Unlike previous studies of AF-like fibre composites where electrospun fibre laminates were wrapped around a hydrogel [32, 33], here the electrospun fibres were infiltrated with a hydrogel. This is likely to be important for the time-dependent behaviour of the material. One of the functions of the AF is to inhibit fluid flow away from the NP in order to maintain fluid pressurisation [34, 35]. Although the permeability of the composites was not measured here, the time-dependent behaviour of the composites was substantially different from that of the electrospun fibre structures. This could have been due to restricted fluid flow through through the alginate matrix. Infiltrating porous fibre structures with a semi-permeable hydrogel may be crucial to achieving a functional engineered IVD, with minimal culture time.

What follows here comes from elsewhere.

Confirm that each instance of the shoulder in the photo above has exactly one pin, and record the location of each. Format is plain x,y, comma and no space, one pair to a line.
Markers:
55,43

In contrast to the AF, the NP is thought to be isotropic and it is not known whether its network of randomly orientated collagen fibrils, which comprise 2 % of its wet weight [35], have a substantial mechanical function. Nevertheless, the compressive mechanical properties of the NP have been correlated with the mean diameter of the collagen fibrils [36]. Furthermore, the tensile properties of the NP (which have not been measured) may be important for a mechanically robust implant. Smolders et al. [37] implanted synthetic hydrogel implants into canine spines and found that 50 % of the retrieved implants were damaged. The authors proposed that the implants may have failed in tension due to tensile stresses applied from a “wedging” motion. Fibrous networks and fibre-reinforced hydrogels have only been investigated to a limited extent as NP scaffolds [38]. The NP is much thicker (7–12 μm; [39]) than what can be achieved using a conventional electrospinning process and these scaffolds lack compressive mechanical integrity. The work carried out here provides a method to produce composites of comparable thickness to the NP with a similar proportion of hydrogel and fibres.

5 Conclusions

In this work, the creation of large three-dimensional electrospun fibre-hydrogel composites has been demonstrated. The composites exhibit a differing tensile and compressive properties that can be tuned by varying the concentration and volume fractions of the constituent materials. Even with a very small volume fraction of fibres, the composites are much more mechanically robust than pure hydrogels. The method presented here can be used to fabricate materials that mimic the fibrous nature of natural tissue with combinations of mechanical properties optimised for tissue engineering applications.